Google Gemini Family Launched
Google launched Gemini, its multimodal AI family (Ultra, Pro, Nano). The Gemini Pro API became available to developers free via Google AI Studio. This marked the rebrand of Bard's underlying model to Gemini.
- · Google Gemini 2.5 Flash-Lite outputs tokens at just $0.40/1M — cheaper per output token than any other frontier-grade model from OpenAI or Anthropic as of mid-2026, enabling cost-effective large-scale deployments.
- · Google's context caching gives a 90% discount on cached input tokens, meaning a developer who sends the same 100K-token system prompt 1,000 times per day saves roughly $11,250/month compared to charging all tokens at standard rate.
- · The Gemini API free tier via AI Studio requires no credit card, making it one of the most accessible no-commitment AI API tiers in the market — ideal for student developers, hobbyists, and prototype builders worldwide.
Questions & answers
- How much does the Gemini API cost per million tokens?
- Prices range from $0.075/1M input tokens (Gemini 2.0 Flash Lite) to $2/1M input tokens (Gemini 3.1 Pro Preview). Output tokens are typically 4–6× input prices. Gemini 2.5 Pro costs $1.25 input / $10 output per 1M tokens (standard tier, ≤200K context).
- Does Google Gemini have a free tier for API access?
- Yes. AI Studio offers a free tier with rate-limited access to Gemini 2.0 Flash and 2.5 Flash — no credit card required. Free limits are approximately 15 RPM and 1M TPM for Flash models. This free tier is not available on Vertex AI.
- What is the difference between Gemini API on AI Studio vs Vertex AI?
- AI Studio provides a simpler developer onboarding with a free tier and lower operational overhead. Vertex AI adds enterprise features: VPC Service Controls, dedicated quotas, SLA guarantees, Priority and Flex/Batch tiers, fine-tuning, and full Google Cloud billing integration. Pricing is the same at standard rates.
- What is the Gemini context caching discount?
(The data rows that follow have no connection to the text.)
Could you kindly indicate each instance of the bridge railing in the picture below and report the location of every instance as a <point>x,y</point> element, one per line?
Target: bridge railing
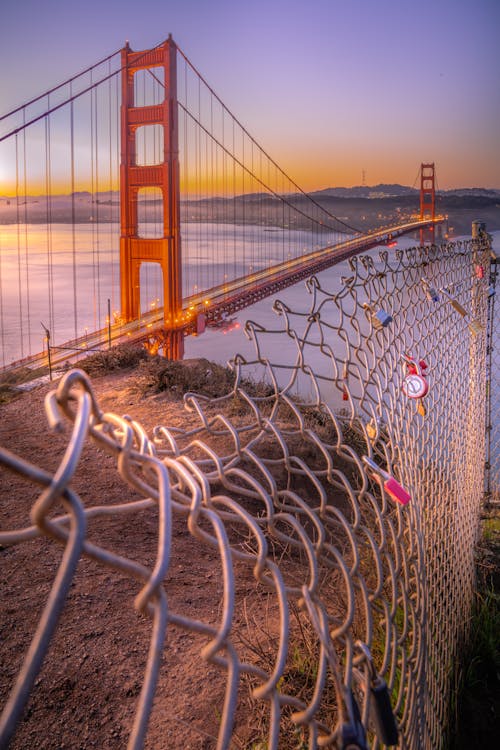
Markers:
<point>342,525</point>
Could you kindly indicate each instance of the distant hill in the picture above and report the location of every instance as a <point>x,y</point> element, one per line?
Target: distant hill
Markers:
<point>395,191</point>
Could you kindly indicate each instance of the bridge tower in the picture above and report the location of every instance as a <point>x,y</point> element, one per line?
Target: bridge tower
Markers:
<point>427,195</point>
<point>164,175</point>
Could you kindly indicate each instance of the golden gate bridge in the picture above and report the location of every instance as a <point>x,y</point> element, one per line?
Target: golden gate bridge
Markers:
<point>144,149</point>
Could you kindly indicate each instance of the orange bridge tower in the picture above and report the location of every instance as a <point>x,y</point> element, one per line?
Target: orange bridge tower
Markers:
<point>164,175</point>
<point>427,191</point>
<point>427,196</point>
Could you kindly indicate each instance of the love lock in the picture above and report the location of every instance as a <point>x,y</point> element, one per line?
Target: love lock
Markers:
<point>430,291</point>
<point>391,485</point>
<point>379,319</point>
<point>415,385</point>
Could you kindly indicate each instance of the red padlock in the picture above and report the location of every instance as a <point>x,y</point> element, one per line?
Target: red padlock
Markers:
<point>391,486</point>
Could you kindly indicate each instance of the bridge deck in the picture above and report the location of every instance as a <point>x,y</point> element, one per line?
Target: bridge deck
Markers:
<point>226,298</point>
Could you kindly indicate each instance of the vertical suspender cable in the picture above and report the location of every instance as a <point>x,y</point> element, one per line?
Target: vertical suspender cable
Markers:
<point>48,211</point>
<point>73,217</point>
<point>92,201</point>
<point>97,208</point>
<point>2,325</point>
<point>26,254</point>
<point>19,283</point>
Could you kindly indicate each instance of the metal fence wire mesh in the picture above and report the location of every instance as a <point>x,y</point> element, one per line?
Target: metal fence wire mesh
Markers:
<point>349,585</point>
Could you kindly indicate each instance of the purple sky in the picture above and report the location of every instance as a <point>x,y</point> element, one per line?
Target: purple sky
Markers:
<point>329,88</point>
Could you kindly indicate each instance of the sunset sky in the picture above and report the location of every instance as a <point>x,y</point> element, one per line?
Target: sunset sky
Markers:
<point>330,88</point>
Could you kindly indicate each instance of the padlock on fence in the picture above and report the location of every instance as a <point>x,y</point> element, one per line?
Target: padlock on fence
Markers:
<point>474,326</point>
<point>414,384</point>
<point>353,732</point>
<point>345,375</point>
<point>386,727</point>
<point>430,291</point>
<point>379,319</point>
<point>455,303</point>
<point>391,486</point>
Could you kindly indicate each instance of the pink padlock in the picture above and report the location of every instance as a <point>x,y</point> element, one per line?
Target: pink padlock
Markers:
<point>415,385</point>
<point>391,486</point>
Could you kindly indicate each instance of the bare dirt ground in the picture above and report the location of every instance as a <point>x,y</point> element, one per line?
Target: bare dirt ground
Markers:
<point>85,695</point>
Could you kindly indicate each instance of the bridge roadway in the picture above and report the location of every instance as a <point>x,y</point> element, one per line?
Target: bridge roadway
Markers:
<point>224,299</point>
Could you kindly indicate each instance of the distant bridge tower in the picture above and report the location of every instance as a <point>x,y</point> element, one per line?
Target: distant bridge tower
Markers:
<point>165,250</point>
<point>427,197</point>
<point>427,191</point>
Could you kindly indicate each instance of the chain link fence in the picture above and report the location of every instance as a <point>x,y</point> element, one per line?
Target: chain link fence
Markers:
<point>346,496</point>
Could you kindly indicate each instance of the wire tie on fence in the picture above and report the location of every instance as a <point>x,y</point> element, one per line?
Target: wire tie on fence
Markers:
<point>385,721</point>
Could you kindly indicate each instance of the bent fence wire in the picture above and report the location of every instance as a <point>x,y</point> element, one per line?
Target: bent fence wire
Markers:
<point>345,574</point>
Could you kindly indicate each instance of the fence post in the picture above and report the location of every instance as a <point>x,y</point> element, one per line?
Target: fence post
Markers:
<point>490,345</point>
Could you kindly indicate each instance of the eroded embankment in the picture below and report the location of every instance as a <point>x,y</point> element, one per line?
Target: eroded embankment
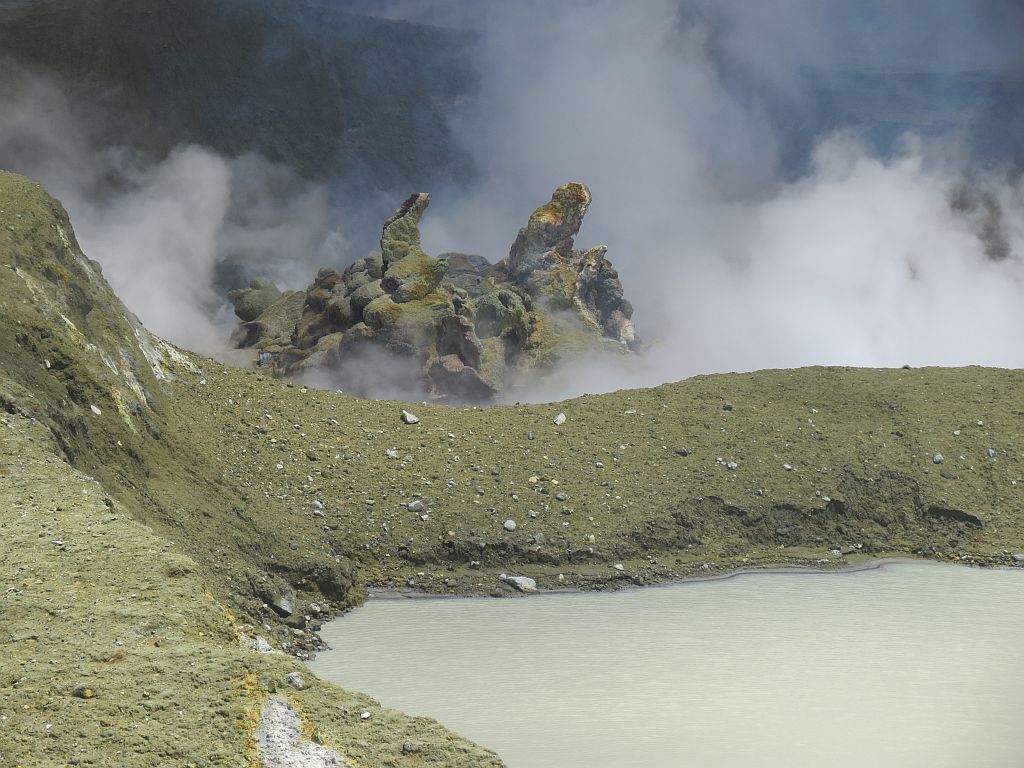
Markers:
<point>281,504</point>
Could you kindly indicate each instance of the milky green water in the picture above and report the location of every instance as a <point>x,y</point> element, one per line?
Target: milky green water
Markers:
<point>909,665</point>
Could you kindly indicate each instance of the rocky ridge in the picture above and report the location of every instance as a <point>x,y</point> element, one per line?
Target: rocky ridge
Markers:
<point>465,329</point>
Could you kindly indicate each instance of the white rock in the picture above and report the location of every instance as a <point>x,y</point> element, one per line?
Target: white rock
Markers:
<point>523,584</point>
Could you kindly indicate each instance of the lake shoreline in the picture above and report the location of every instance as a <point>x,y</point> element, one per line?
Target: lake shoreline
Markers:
<point>407,593</point>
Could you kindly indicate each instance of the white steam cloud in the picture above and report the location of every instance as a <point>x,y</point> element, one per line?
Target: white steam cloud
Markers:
<point>857,260</point>
<point>734,258</point>
<point>162,228</point>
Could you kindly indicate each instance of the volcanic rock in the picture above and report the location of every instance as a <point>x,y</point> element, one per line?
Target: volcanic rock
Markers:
<point>467,328</point>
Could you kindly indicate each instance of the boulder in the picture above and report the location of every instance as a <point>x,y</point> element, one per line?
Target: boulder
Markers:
<point>467,327</point>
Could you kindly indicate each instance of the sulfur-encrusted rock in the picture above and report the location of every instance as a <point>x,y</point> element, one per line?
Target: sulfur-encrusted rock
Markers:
<point>467,327</point>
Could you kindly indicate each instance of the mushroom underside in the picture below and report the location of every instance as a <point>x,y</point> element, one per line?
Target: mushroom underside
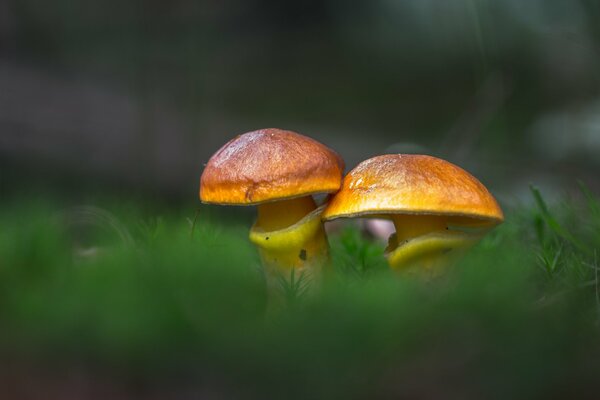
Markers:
<point>431,239</point>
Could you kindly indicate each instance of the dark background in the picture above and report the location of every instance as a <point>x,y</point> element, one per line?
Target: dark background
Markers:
<point>135,96</point>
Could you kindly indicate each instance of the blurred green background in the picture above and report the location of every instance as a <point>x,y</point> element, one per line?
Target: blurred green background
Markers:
<point>139,94</point>
<point>109,110</point>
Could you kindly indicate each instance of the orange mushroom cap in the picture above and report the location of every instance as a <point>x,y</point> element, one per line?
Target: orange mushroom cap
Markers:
<point>413,184</point>
<point>269,165</point>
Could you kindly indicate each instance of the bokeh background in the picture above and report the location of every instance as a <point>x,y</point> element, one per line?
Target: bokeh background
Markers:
<point>110,108</point>
<point>135,95</point>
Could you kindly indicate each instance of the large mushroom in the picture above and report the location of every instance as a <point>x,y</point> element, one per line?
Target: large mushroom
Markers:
<point>278,171</point>
<point>437,208</point>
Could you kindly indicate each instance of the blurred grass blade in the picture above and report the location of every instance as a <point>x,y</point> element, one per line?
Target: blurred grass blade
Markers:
<point>553,224</point>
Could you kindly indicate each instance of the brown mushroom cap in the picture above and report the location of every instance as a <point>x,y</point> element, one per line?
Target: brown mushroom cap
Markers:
<point>268,165</point>
<point>413,184</point>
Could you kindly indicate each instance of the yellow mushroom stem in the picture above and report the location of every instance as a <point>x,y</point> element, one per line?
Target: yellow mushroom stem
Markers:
<point>292,244</point>
<point>424,244</point>
<point>281,214</point>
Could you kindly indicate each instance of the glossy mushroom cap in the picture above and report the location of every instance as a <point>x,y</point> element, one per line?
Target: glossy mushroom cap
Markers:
<point>414,185</point>
<point>268,165</point>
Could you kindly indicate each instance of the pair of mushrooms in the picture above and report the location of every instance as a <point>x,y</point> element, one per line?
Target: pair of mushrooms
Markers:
<point>437,208</point>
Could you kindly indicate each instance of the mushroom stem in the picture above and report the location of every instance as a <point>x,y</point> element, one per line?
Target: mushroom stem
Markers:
<point>424,245</point>
<point>281,214</point>
<point>411,226</point>
<point>292,245</point>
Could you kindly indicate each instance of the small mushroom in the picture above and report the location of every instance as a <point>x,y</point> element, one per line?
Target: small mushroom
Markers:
<point>278,171</point>
<point>437,208</point>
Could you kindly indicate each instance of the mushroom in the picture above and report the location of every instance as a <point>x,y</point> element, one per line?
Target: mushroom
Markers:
<point>437,208</point>
<point>278,171</point>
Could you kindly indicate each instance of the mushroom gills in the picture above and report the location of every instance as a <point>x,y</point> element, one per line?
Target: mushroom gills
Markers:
<point>429,242</point>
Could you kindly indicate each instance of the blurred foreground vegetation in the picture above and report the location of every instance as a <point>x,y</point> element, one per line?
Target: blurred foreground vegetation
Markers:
<point>143,304</point>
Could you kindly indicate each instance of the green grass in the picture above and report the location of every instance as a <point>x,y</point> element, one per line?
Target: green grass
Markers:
<point>166,307</point>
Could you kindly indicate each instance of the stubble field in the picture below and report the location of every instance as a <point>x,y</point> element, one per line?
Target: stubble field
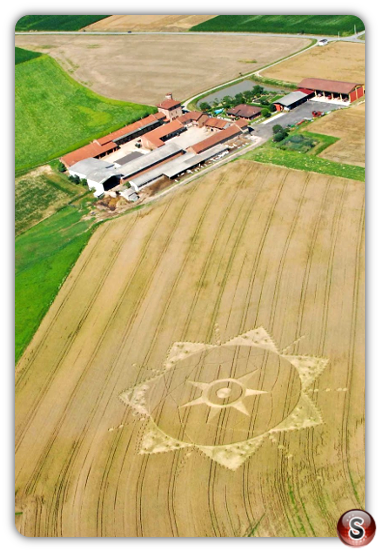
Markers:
<point>236,437</point>
<point>149,23</point>
<point>344,61</point>
<point>145,68</point>
<point>349,126</point>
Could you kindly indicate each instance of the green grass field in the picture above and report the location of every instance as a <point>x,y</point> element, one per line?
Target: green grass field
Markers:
<point>56,22</point>
<point>273,155</point>
<point>293,24</point>
<point>44,258</point>
<point>22,55</point>
<point>40,194</point>
<point>54,114</point>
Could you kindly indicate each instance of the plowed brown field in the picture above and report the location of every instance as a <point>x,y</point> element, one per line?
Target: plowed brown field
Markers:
<point>149,22</point>
<point>349,126</point>
<point>143,68</point>
<point>223,437</point>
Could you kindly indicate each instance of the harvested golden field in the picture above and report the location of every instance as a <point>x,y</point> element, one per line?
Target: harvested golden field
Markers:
<point>349,126</point>
<point>149,23</point>
<point>145,68</point>
<point>344,61</point>
<point>201,372</point>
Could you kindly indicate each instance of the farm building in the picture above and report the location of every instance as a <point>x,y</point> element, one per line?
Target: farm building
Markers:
<point>245,112</point>
<point>344,91</point>
<point>100,175</point>
<point>170,108</point>
<point>110,143</point>
<point>217,138</point>
<point>157,138</point>
<point>217,124</point>
<point>176,167</point>
<point>190,118</point>
<point>292,100</point>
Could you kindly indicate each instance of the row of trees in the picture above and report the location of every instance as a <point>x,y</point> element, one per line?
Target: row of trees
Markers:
<point>280,133</point>
<point>257,95</point>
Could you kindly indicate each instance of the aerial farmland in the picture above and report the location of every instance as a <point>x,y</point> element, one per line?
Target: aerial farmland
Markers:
<point>190,282</point>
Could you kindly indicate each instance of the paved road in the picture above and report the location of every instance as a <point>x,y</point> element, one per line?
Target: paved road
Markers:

- Cached input tokens cost 10% of the standard input rate — a 90% discount. For example, Gemini 2.5 Pro cached input costs $0.13/1M tokens vs $1.25/1M for standard input. This significantly reduces costs for applications that reuse long system prompts or documents across many queries.
- What is the Flex/Batch API and how much does it save?
- The Flex/Batch API allows asynchronous, non-time-critical inference at 50% of the standard price. For example, Gemini 2.5 Pro drops from $1.25/$10 to $0.625/$5 per 1M input/output tokens. Ideal for data processing pipelines and offline workloads that can tolerate latency.
- What does Google AI Pro include and cost?
- Google AI Pro (renamed from Google One AI Premium at I/O 2025) costs $19.99/month and includes the consumer Gemini app with higher usage limits, 5TB of Google Drive/Gmail/Photos storage, and Gemini in Google Workspace apps. Google AI Ultra starts at $100/month (with a $200/month premium tier, reduced from $249.99 at I/O 2026) and adds 20TB storage and higher limits. Both are consumer subscriptions unrelated to the developer API pricing.